I don't understand why you need to ask this. How much fun money I have and what I do with it has no relevance to you.

Look at your bank statements to see what you spend and where and where you feel you need less/more.

BTW. Did your essentials list include savings?

surreygirl1987 · 15/01/2023 17:32

Would save at least half the extra money as a minimum, there is no need for lifestyle creep, just spend the extra intentionally don't fritter it away in costa and nando's.

Thanks. That's helpful, as a ballpark.

OP posts:
surreygirl1987 · 15/01/2023 17:34

*Roughly:
holidays £500 pcm
personal spends for me / dh: £600pcm
family spends: £1k pcm (including food)
xmas savings: £100pcm
general household saving: £50pcm (dip into for things like new decorative bits, saving up for washing machine).
kids activities: £300pcm

Long term savings, mortgage and bills are on top of the above*

Thanks very much- that is genuinely so useful! Based on this thread (the useful answers at least!) I think I was very much underestimating how much I should put by for general enjoyment. Kids are expensive!

OP posts:
surreygirl1987 · 15/01/2023 17:35

Look at your bank statements to see what you spend and where and where you feel you need less/more.

Currently? Mortgage and childcare. Thank god the latter will change soon (£36k per year!)

OP posts:
Winter2020 · 15/01/2023 17:35

I don't think people are trying to be awkward when they struggle to answer.

3k a month would be pretty much our entire income and I'm pretty happy with our quality of life.

But you have said you want to eat out frequently, have several theatre trips each year and go on several foreign holidays.

A foreign holiday in the school hols (and I assume you mean a decent all inclusive resort or skiing as you balked at Skegness I think it was) will cost 1k each person so 4k per hol. Do that 3 times and that's 12 k each year or 1k a month in foreign holidays.

We barely eat out at all but can spend £100 a month having the odd chippy tea or McDonald's at 20 odd quid so I assume if you want to eat out frequently that would easily be £500 a month plus.

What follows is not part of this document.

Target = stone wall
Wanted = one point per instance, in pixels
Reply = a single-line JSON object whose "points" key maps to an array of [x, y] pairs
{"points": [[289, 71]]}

Add some British breaks, theatre trips, swimming, dancing/ballet, stage school, music lessons, theme parks and yes could be 3k.

You don't have to do much of that though if you would rather spend 1k and save 2k for your kids university/house deposit etc. That would be one foreign holiday, 1 theatre trip, eating out on occasion and keeping a handle on extra curricular activities.

People on high incomes can live frugally and save if they choose to, or splurge and enjoy it in the now - it's up to you.

Worth bearing in mind that as a high earner you will be expected to contribute to your kids costs if they go to uni and factor that in.